Aczi itiraf: Müteşabih âyetlerde Allah'ın ne murad ettiğini anlamak derinlere dalmak imkânsız olduğunu kabul edip bu hususta hataya düşmemek için insanın aczini i'tiraf etmesi demektir. Dolayısıyla anlamları açıkça kavranılamayan bu gibi müteşâbih nassları tasdik vaciptir. Müteşâbih nassların anlamlarını kavramaktan aciz kişilerin kalkıp bunları bildiğini iddia etmesi yalancılıktır. 

Sükut: Müteşabih âyetleri bilmeyenlerin, onları âlimlere sormaması ve âlimlerin de cevap vermemesi, demektir. Şayet cahil kimse müteşabih ayetin ne mânaya geldiğini sorarsa inancını tehlikeye atmış olur. Eğer alim bir kimse de bu soruya cevap vermeye kalkışacak olursa o da şüphe kapısını açmış olur. Bunun için bu hususta sükût etmek en hayırlı yoldur. 

Selef, müteşâbih ayetler hakkında soru sormamayı, soranlara karşı cevap vermemeyi ve bunlar üzerinde te’vil yapmaktan kaçınıp susmayı, yani sükûtu ilke edinmişlerdir. (Gazzâlî, İlcâmu’l-‘Avâm ‘an İlmi’l-Kelâm, s. 63-64.) 

İmsak: Âyet ve hadisleri, açık olarak ifade etmedikleri mânalara te'vil etmeyi yasaklamak demektir. Nassları, akıl veya ilham gibi şeylere uyarak tefsir etmekten sakınılmalıdır.  Dolayısıyla müteşâbih ayet ve hadislerde geçen ifade ve kelimeleri, Arapça bile olsa herhangi bir başka kelime ve ifadeler ile değişikliğe bağımlı kılmadan olduğu gibi alıp anlamaya çalışmalıdır. (Gazzâlî, İlcâmu’l-‘Avâm ‘an İlmi’l-Kelâm, s. 64-76.)

Keff: Meşgul olunması yasaklanan şeyleri kalben de düşünmemek, zihni bunlarla meşgul etmemek, onlar üzerinde düşünmemek ve iç dünyayı bu gibi fikirlere kapalı tutup onlardan korumaktır. Bunda niyetin ve gönlün selâmeti esas olarak ele alınır. Fesada imkân verilmez.
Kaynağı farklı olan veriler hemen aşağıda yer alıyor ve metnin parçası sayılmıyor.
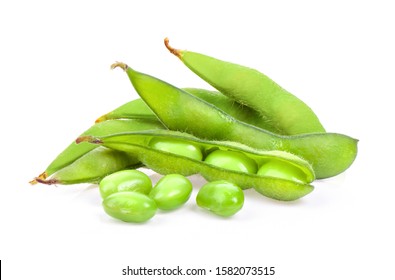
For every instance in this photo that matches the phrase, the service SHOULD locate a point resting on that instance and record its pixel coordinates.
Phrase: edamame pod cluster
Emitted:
(250, 133)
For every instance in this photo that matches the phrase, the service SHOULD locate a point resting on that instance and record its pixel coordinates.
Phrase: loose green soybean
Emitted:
(220, 197)
(125, 180)
(165, 162)
(171, 192)
(250, 87)
(232, 160)
(328, 153)
(130, 206)
(92, 167)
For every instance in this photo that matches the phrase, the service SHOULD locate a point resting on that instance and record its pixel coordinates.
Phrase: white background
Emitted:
(337, 56)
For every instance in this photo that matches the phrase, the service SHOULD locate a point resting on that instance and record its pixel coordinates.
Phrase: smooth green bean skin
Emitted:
(328, 153)
(125, 180)
(232, 160)
(75, 151)
(171, 191)
(254, 89)
(138, 109)
(177, 147)
(164, 163)
(92, 167)
(220, 197)
(135, 109)
(130, 206)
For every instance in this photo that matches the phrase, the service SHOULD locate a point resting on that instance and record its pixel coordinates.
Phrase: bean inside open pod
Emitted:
(144, 145)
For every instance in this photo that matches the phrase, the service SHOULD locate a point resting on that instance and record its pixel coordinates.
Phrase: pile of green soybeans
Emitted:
(250, 133)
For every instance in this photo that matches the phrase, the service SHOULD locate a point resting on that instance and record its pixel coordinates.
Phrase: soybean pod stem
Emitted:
(329, 153)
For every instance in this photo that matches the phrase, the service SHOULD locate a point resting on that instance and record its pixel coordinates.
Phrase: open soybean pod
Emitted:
(166, 152)
(285, 111)
(328, 153)
(73, 152)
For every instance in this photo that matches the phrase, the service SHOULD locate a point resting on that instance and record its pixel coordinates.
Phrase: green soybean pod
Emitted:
(171, 191)
(328, 153)
(92, 167)
(125, 180)
(135, 109)
(220, 197)
(248, 86)
(129, 206)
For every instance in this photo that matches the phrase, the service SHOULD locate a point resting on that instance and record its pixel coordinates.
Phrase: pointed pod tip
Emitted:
(89, 139)
(46, 182)
(174, 51)
(101, 119)
(121, 65)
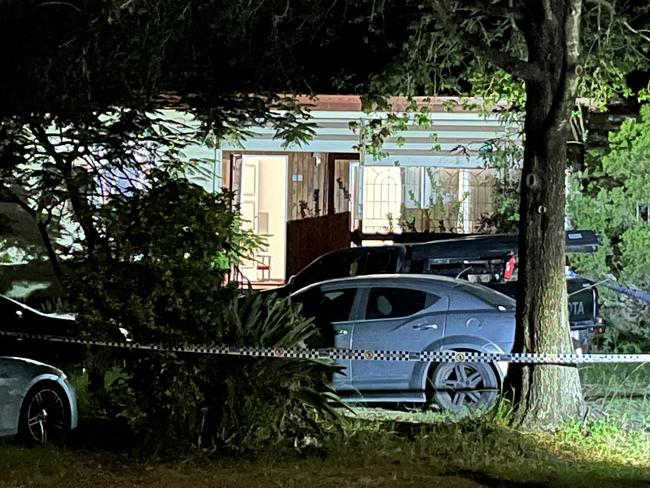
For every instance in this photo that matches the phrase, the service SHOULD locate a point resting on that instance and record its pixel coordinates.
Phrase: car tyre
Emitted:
(44, 415)
(461, 387)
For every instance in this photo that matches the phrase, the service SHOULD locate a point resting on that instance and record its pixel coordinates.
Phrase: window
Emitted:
(336, 305)
(338, 264)
(488, 296)
(388, 303)
(381, 261)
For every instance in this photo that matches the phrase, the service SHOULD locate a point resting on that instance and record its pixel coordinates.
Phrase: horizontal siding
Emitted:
(454, 139)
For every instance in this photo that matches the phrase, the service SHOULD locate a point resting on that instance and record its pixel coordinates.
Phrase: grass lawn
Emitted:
(387, 448)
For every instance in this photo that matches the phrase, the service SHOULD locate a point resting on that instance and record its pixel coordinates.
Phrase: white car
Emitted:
(37, 402)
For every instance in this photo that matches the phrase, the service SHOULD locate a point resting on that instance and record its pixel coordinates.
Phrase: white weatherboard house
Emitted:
(437, 168)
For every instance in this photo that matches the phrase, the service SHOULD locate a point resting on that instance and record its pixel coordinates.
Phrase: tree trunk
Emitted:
(546, 396)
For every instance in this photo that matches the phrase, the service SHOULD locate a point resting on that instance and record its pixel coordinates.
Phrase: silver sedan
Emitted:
(413, 313)
(37, 402)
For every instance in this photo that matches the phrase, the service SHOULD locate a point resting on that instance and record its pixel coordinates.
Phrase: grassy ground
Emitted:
(383, 448)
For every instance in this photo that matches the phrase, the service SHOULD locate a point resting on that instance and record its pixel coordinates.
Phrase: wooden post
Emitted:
(330, 184)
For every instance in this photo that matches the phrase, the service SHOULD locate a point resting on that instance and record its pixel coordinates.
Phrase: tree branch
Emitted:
(12, 196)
(517, 67)
(494, 10)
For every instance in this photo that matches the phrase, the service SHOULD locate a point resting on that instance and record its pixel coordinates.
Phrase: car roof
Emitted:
(394, 279)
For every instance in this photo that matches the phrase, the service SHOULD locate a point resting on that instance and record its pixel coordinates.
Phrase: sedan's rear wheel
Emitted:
(461, 387)
(44, 415)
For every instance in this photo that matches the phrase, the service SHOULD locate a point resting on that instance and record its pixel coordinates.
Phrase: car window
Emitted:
(337, 304)
(335, 265)
(380, 261)
(387, 303)
(326, 306)
(488, 296)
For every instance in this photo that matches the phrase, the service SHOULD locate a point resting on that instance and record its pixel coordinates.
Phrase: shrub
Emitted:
(160, 276)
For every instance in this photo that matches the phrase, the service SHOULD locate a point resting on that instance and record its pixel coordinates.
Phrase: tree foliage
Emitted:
(157, 281)
(611, 196)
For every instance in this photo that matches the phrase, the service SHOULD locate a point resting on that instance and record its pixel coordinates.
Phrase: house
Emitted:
(306, 199)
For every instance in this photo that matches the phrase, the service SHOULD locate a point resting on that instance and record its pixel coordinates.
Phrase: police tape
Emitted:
(351, 354)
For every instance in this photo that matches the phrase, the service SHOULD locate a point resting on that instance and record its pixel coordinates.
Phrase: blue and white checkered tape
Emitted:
(352, 354)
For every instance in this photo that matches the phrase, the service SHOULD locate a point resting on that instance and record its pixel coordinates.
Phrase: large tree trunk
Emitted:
(546, 395)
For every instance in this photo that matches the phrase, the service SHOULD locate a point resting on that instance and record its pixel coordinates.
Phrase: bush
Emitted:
(160, 276)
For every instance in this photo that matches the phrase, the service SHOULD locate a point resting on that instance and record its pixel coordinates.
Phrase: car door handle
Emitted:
(425, 327)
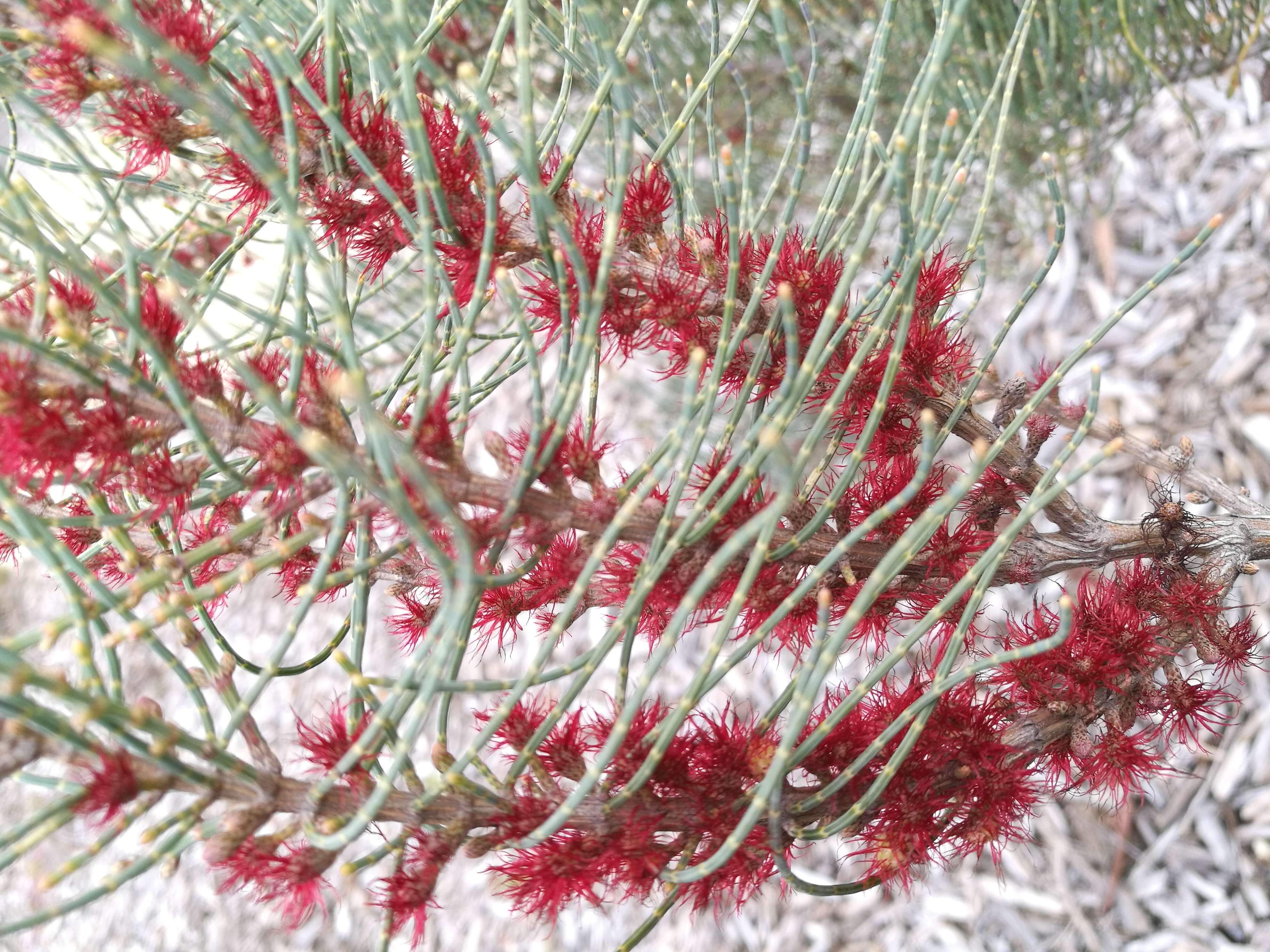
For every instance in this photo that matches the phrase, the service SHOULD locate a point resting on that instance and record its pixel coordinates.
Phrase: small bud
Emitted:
(441, 758)
(313, 442)
(1081, 743)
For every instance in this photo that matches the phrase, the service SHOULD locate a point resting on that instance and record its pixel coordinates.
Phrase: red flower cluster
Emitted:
(109, 788)
(289, 875)
(1128, 628)
(709, 767)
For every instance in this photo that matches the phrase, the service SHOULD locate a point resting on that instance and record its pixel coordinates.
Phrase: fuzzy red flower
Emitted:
(109, 788)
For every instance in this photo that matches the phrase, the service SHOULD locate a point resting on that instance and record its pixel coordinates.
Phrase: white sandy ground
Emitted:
(1191, 361)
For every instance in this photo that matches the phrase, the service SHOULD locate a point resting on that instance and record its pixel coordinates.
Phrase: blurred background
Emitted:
(1147, 158)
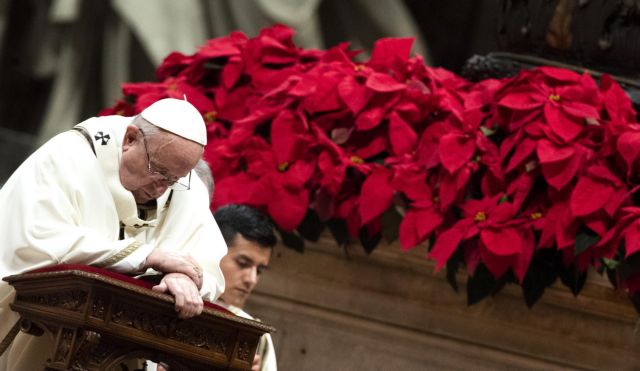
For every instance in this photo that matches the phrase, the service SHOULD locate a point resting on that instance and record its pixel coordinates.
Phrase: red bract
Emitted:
(502, 242)
(423, 214)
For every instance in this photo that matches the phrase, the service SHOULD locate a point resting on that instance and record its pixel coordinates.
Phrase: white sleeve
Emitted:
(189, 226)
(60, 213)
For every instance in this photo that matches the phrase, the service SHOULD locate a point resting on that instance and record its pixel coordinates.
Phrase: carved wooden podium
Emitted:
(100, 319)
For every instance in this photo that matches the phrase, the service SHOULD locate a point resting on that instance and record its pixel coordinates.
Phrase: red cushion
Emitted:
(114, 275)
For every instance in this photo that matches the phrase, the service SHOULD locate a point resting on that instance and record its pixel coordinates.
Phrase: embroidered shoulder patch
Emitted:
(102, 136)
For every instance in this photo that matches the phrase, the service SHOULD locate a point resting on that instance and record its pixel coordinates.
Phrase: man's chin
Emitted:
(141, 197)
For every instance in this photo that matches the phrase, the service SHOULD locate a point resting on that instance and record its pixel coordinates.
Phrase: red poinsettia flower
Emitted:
(502, 243)
(423, 214)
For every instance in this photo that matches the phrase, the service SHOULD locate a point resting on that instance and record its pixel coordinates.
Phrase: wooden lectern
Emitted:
(100, 319)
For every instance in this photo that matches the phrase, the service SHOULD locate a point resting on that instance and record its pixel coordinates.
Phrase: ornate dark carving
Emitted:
(65, 343)
(244, 351)
(99, 306)
(169, 327)
(71, 300)
(597, 34)
(125, 322)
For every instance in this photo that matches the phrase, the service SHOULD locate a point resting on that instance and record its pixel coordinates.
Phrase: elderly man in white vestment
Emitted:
(115, 192)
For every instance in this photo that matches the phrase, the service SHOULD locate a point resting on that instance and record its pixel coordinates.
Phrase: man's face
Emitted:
(241, 268)
(147, 167)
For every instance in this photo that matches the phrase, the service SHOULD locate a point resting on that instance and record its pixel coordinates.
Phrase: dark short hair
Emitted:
(251, 223)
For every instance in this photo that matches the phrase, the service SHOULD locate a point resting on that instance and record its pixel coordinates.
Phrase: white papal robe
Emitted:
(65, 205)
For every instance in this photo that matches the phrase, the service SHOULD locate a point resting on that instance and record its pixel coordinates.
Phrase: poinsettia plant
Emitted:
(524, 179)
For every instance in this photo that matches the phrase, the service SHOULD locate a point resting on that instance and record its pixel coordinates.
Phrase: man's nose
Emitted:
(159, 187)
(251, 276)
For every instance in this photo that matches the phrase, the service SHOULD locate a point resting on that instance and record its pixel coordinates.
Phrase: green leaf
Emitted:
(481, 285)
(311, 227)
(541, 274)
(585, 240)
(292, 241)
(573, 279)
(369, 243)
(391, 220)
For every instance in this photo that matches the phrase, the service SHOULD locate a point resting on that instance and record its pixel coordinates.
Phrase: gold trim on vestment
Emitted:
(120, 255)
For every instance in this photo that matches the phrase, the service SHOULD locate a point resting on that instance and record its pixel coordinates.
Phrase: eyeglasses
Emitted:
(177, 184)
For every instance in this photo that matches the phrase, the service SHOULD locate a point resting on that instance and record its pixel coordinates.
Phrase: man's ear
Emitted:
(130, 137)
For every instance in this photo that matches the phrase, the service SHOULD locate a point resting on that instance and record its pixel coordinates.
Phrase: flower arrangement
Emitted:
(524, 179)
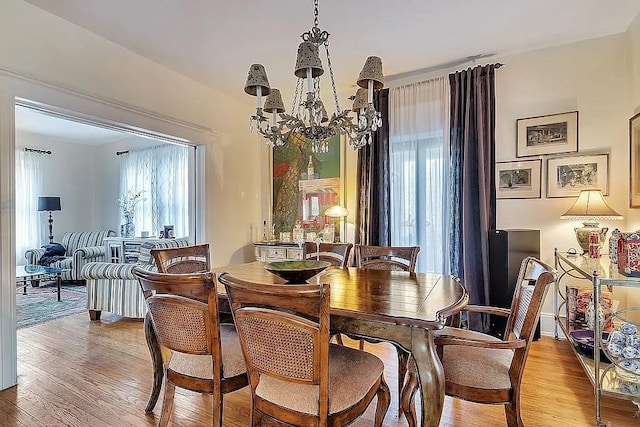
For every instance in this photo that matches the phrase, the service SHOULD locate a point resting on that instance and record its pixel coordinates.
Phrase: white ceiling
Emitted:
(51, 127)
(214, 41)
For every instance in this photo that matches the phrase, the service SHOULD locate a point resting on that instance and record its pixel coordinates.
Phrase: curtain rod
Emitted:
(37, 151)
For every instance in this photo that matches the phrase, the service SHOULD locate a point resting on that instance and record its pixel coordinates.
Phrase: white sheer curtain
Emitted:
(28, 189)
(419, 166)
(163, 174)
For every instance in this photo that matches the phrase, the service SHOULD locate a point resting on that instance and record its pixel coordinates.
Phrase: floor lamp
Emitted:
(49, 204)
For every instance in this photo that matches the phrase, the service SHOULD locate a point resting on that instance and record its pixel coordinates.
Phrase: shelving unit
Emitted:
(600, 272)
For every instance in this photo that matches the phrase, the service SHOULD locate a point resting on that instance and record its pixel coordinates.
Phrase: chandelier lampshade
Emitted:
(309, 117)
(273, 103)
(257, 79)
(372, 71)
(360, 100)
(308, 59)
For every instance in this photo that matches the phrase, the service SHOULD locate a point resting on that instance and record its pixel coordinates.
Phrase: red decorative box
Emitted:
(629, 254)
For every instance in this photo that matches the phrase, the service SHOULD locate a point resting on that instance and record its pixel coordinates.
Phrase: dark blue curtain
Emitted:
(373, 218)
(473, 198)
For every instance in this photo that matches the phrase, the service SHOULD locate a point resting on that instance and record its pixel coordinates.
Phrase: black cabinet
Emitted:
(507, 249)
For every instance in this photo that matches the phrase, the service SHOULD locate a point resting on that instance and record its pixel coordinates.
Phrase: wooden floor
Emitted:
(73, 372)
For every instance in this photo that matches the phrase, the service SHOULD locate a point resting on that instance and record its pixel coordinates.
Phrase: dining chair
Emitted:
(187, 259)
(402, 258)
(296, 376)
(481, 368)
(335, 253)
(394, 258)
(205, 356)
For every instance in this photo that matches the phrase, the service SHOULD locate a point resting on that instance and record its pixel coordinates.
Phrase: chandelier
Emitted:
(308, 116)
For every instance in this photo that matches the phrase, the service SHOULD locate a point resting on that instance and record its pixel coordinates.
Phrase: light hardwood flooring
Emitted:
(73, 372)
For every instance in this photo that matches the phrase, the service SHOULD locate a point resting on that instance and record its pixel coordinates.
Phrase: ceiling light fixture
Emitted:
(309, 117)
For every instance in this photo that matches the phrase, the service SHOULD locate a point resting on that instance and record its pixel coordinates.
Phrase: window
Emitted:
(419, 169)
(162, 173)
(28, 188)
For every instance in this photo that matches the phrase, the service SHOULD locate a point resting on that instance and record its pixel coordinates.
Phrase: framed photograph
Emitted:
(552, 134)
(305, 184)
(634, 156)
(567, 176)
(518, 180)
Ma'rifet ehline teslim: Bu gibi yüce bahislerin herkese kapalı olduğu sanılmamalıdır. Cahil kimseler için kapalı ve gizli olan müteşâbihât ile ilgili hususlar, Peygamber (a.s.) ve büyük sahabîler ile büyük bilginlere gizli değildir. Dolayısıyla bu gibi müteşâbih ifadelerin te’vil ve tefsirini ilim ve irfan sahibi kişilere bırakmak, onları bu konuda otorite kabul etmek gerekir. Ancak yine de bunlar üzerinde durmak yerine, te’vilini ancak Allah bilir, diyerek müteşâbih ifade ve kelimelerin bilgisini ehline bırakmak ve te’vile gitmemek gerekir. (Gazzâlî, İlcâmu’l-‘Avâm ‘an İlmi’l-Kelâm, s. 84-86.) Müteşâbih ifadelerin te’vil edilmemesi, selef akidesinin esaslarının temelini oluşturmaktadır. 

Selefiyenin Sakınmaları 

Selefiyyun, bazı dinî konularda görüşlerini belirtmek veya fikir ileri sürmek; kendini göstermek ve buna mümasil şeylerden şiddetle kaçınmışlardır. Bilhassa yukarıda saydığımız yedi hususun zıddından kendilerini korumak için azami gayret sarf etmişlerdir. Bunları, sıra ile görmekte fayda olduğundan sırası ile zikredelim.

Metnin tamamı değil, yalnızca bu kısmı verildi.